PubGazetteHaiti202005

Contrôle de l’eau traitée : le MCI accorde 22 jours aux opérateurs pour respecter les normes sanitaires

@Daphney Frazier

Le Ministère du Commerce et de l’Industrie (MCI) a publié une circulaire fixant de nouvelles exigences à l’intention des entreprises spécialisées dans la production et la distribution d’eau traitée en Haïti. À travers cette décision, les autorités entendent renforcer les normes sanitaires et améliorer le contrôle de la qualité de l’eau destinée à la consommation.


Dans ce document officiel publié le 2 mars 2026, le ministère rappelle que toutes les entreprises opérant dans ce secteur doivent se conformer aux dispositions des articles 5 et 6 du décret du 11 mars 2020 définissant la réglementation et le contrôle de la production et du commerce des denrées alimentaires. Les opérateurs disposent d’un délai maximum de 22 jours à compter de la publication de la circulaire pour appliquer les nouvelles mesures imposées par le MCI.


Selon les autorités, toute entreprise de production ou de vente d’eau traitée, y compris les kiosques de revente, doit obligatoirement être enregistrée auprès du ministère et détenir une Carte d’Identification Professionnelle (CIP) valide. Le respect des Bonnes Pratiques d’Hygiène (BPH) est également exigé dans toutes les étapes de la chaîne de production, notamment la fabrication, le stockage et le transport de l’eau. Les camions transportant les eaux conditionnées, en particulier celles vendues en sachets, devront être entièrement fermés afin de protéger les produits du rayonnement solaire.


La circulaire précise également que les contenants utilisés, notamment les sachets, doivent être fabriqués à partir de matériaux inertes, non toxiques et homologués pour le contact alimentaire, capables de garantir la stabilité du produit face à la chaleur. Par ailleurs, l’étiquetage des eaux traitées devra respecter les dispositions de l’article 10 du décret du 11 mars 2020 relatif à la sécurité des biens et services, à la loyauté des transactions économiques et à la protection du consommateur.

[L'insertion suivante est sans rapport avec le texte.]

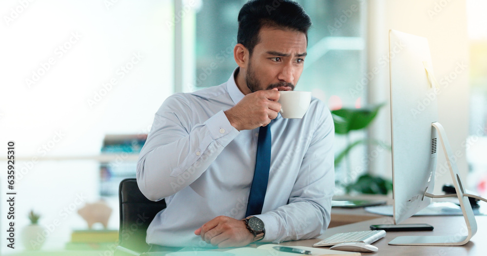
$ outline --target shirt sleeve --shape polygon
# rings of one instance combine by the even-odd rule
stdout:
[[[177,93],[164,102],[139,155],[137,182],[150,200],[160,200],[191,184],[240,133],[223,110],[194,123],[197,110],[187,97]]]
[[[256,215],[264,222],[265,235],[262,242],[315,238],[322,234],[330,223],[335,187],[335,128],[330,111],[322,103],[320,105],[322,111],[317,114],[321,117],[315,122],[315,132],[289,203]]]

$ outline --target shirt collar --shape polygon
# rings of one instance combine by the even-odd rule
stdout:
[[[244,98],[244,93],[240,91],[240,89],[239,89],[239,87],[237,86],[237,84],[235,83],[235,72],[238,72],[239,68],[237,67],[233,72],[232,72],[232,75],[230,76],[230,78],[228,79],[228,81],[226,82],[226,89],[228,91],[228,94],[230,95],[230,97],[232,98],[232,100],[233,101],[233,103],[237,104],[242,99]]]

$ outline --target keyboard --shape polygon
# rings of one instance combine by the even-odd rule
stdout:
[[[384,230],[367,230],[336,234],[313,245],[314,247],[331,246],[345,242],[363,242],[369,244],[386,236]]]

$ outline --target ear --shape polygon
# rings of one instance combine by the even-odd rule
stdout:
[[[242,44],[237,44],[233,48],[233,58],[241,68],[246,68],[248,63],[248,50]]]

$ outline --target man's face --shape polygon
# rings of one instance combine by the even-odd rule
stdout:
[[[262,28],[260,41],[249,60],[245,83],[251,92],[277,88],[293,90],[303,71],[306,35],[301,32]]]

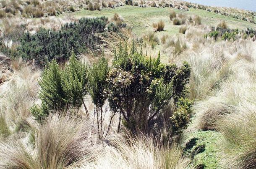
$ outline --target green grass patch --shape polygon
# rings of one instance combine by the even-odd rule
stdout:
[[[192,159],[191,166],[221,169],[220,154],[216,145],[221,138],[218,132],[197,131],[189,134],[184,144],[184,154]]]
[[[83,10],[80,11],[69,13],[78,18],[84,17],[97,17],[105,16],[112,17],[114,14],[117,13],[123,17],[125,22],[133,29],[133,31],[140,36],[150,30],[153,30],[152,23],[162,20],[165,23],[165,31],[158,32],[157,35],[165,34],[173,34],[179,32],[179,26],[174,25],[169,18],[170,10],[174,10],[177,13],[184,13],[188,15],[197,15],[202,18],[202,23],[207,25],[216,26],[221,20],[226,21],[230,28],[240,29],[251,27],[256,29],[256,25],[235,19],[230,17],[217,14],[205,10],[191,8],[189,11],[185,11],[169,8],[157,8],[155,7],[141,8],[127,5],[115,9],[106,8],[101,11]],[[66,14],[64,14],[67,15]],[[63,16],[61,15],[61,16]]]

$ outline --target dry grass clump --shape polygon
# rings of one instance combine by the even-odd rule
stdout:
[[[163,31],[165,25],[165,22],[162,20],[157,23],[153,23],[152,24],[154,30],[155,32]]]
[[[232,76],[229,78],[226,76],[223,79],[226,79],[225,81],[218,84],[218,89],[212,96],[195,106],[197,126],[200,129],[215,129],[222,116],[235,114],[240,111],[243,107],[240,106],[245,103],[250,107],[251,103],[256,101],[253,96],[256,92],[256,71],[253,66],[256,45],[250,41],[241,41],[233,44],[234,46],[229,45],[229,47],[225,47],[225,49],[229,48],[231,53],[225,55],[230,58],[230,65],[227,65],[231,67],[226,68],[231,71],[229,74],[232,73]]]
[[[20,61],[13,61],[12,65],[13,72],[0,86],[0,114],[5,117],[10,131],[15,132],[31,123],[29,108],[37,99],[40,71]]]
[[[174,55],[178,55],[184,51],[188,46],[184,40],[180,36],[169,38],[164,46],[165,50]]]
[[[166,40],[168,38],[169,36],[168,35],[164,35],[161,38],[161,43],[162,44],[165,44]]]
[[[158,38],[155,35],[155,32],[149,32],[149,35],[143,36],[142,39],[143,37],[145,39],[143,40],[142,43],[144,45],[141,46],[141,42],[140,42],[140,40],[136,39],[131,30],[121,28],[120,31],[121,34],[108,32],[106,35],[97,35],[101,39],[102,42],[102,44],[99,45],[99,48],[104,49],[105,55],[108,55],[109,58],[111,58],[110,62],[117,46],[121,44],[122,46],[127,46],[128,51],[131,51],[133,42],[136,48],[140,49],[142,48],[144,55],[151,55],[152,57],[157,56],[158,51],[153,50],[152,46],[153,44],[153,47],[154,47],[155,45],[156,45],[156,42],[158,42]]]
[[[156,145],[152,137],[125,140],[118,137],[110,142],[112,146],[107,145],[104,152],[95,154],[94,161],[81,161],[74,168],[182,169],[189,164],[179,146]]]
[[[202,19],[200,16],[198,15],[194,16],[193,19],[193,20],[194,22],[194,25],[201,25],[201,21],[202,20]]]
[[[225,20],[222,20],[220,23],[219,23],[217,27],[224,29],[227,28],[227,25]]]
[[[201,19],[198,15],[187,15],[184,13],[179,13],[172,18],[172,23],[174,25],[187,24],[190,25],[199,25],[201,24]]]
[[[97,148],[91,139],[89,124],[68,116],[52,116],[36,130],[34,140],[27,137],[0,143],[0,167],[63,168],[82,157],[90,158]]]

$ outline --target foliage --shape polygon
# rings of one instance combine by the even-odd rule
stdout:
[[[34,60],[44,66],[54,59],[66,60],[73,49],[75,54],[97,49],[99,38],[94,34],[104,31],[107,18],[83,18],[77,22],[67,23],[59,31],[41,28],[35,35],[26,33],[21,38],[18,48],[26,61]]]
[[[226,32],[222,36],[222,40],[230,40],[232,39],[234,40],[235,40],[235,35],[238,34],[238,29],[235,29],[234,31],[229,33]]]
[[[209,33],[204,35],[204,38],[207,38],[208,36],[211,38],[214,37],[215,40],[217,40],[219,32],[217,31],[212,31]]]
[[[172,19],[172,23],[174,25],[181,25],[181,21],[179,18],[175,17]]]
[[[61,69],[56,61],[52,61],[39,81],[41,106],[34,105],[31,108],[31,114],[39,121],[53,110],[61,111],[68,107],[78,109],[87,93],[87,66],[76,59],[73,53],[64,70]]]
[[[190,121],[191,107],[192,101],[187,98],[181,98],[178,101],[176,110],[170,117],[173,124],[172,131],[175,133],[178,133],[187,126]]]
[[[104,119],[102,107],[107,98],[105,92],[107,87],[106,79],[108,71],[107,61],[104,57],[103,54],[99,62],[94,64],[88,72],[90,94],[92,102],[96,106],[94,113],[96,113],[97,115],[98,134],[99,138],[103,136],[104,131],[102,131]],[[100,111],[99,109],[100,109]]]
[[[149,131],[170,101],[185,96],[190,74],[186,63],[164,65],[160,54],[154,59],[120,47],[107,80],[110,106],[119,110],[132,132]]]
[[[48,116],[50,111],[63,108],[66,105],[66,97],[62,86],[63,73],[55,61],[51,62],[44,69],[39,81],[41,87],[39,98],[42,101],[41,107],[34,105],[31,113],[36,119],[40,121]]]
[[[89,69],[90,94],[93,102],[98,107],[102,107],[107,98],[103,92],[107,85],[106,79],[108,72],[107,61],[103,56]]]
[[[87,66],[76,59],[73,53],[63,76],[63,88],[66,95],[65,101],[74,108],[78,108],[88,93]]]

Sur le plan sanitaire, le ministère adopte une position ferme. Aucune présence de germes pathogènes, notamment E. coli, les coliformes totaux, les coliformes fécaux ou les streptocoques fécaux, ne sera tolérée dans l’eau destinée à la consommation. Des analyses bactériologiques devront être réalisées régulièrement par des laboratoires agréés. Les certificats d’analyse, valables pour une durée d’un mois, devront être présentés lors des contrôles sanitaires.


Le MCI rappelle également que les fournisseurs et kiosques doivent appliquer strictement l’avis MCI/JM/DCQPC/0045/09/24 du 13 septembre 2024. Les fournisseurs sont tenus d’assurer la désinfection régulière des camions citernes et de veiller à ce que les réservoirs ainsi que les systèmes de tuyauterie de leurs clients soient correctement nettoyés et désinfectés avant tout approvisionnement.

La circulaire exige en outre l’instauration d’un système de traçabilité des produits. Les fournisseurs devront définir un délai de péremption pour l’eau distribuée dans les kiosques, tandis que ces derniers devront conserver les preuves de transaction, notamment les reçus et factures, afin de garantir le suivi des produits.


Enfin, les kiosques de revente devront être équipés de dispositifs supplémentaires, tels que filtres, lampes ultraviolettes ou ozoniseurs, capables d’éliminer toute présence bactérienne. Les entreprises devront également employer un personnel technique qualifié dans le traitement et le contrôle de la qualité de l’eau afin de détecter rapidement toute anomalie et d’appliquer les mesures correctives nécessaires.

À travers cette circulaire, le Ministère du Commerce et de l’Industrie entend renforcer la régulation du secteur de l’eau traitée et garantir aux consommateurs haïtiens des produits répondant aux normes sanitaires en vigueur.

Cette décision intervient dans un contexte particulièrement préoccupant pour la santé publique. Elle fait suite au dernier rapport publié par le Ministère du Commerce et de l’Industrie sur la qualité des eaux vendues et consommées dans le pays, notamment dans la région métropolitaine de Port-au-Prince. Présentée officiellement le 30 janvier 2026, cette étude a fortement ébranlé la confiance des consommateurs en révélant une situation alarmante : plus de 92 % de l’eau en sachet, en bonbonne ou provenant des stations de traitement serait contaminée. Le rapport indique que de nombreuses analyses ont détecté la présence de microbes et, dans plusieurs cas, de matières fécales, exposant ainsi des millions d’Haïtiens à de sérieux risques sanitaires. Dans ce contexte, les nouvelles exigences imposées aux entreprises du secteur visent à renforcer les contrôles et à améliorer la qualité de l’eau destinée à la population.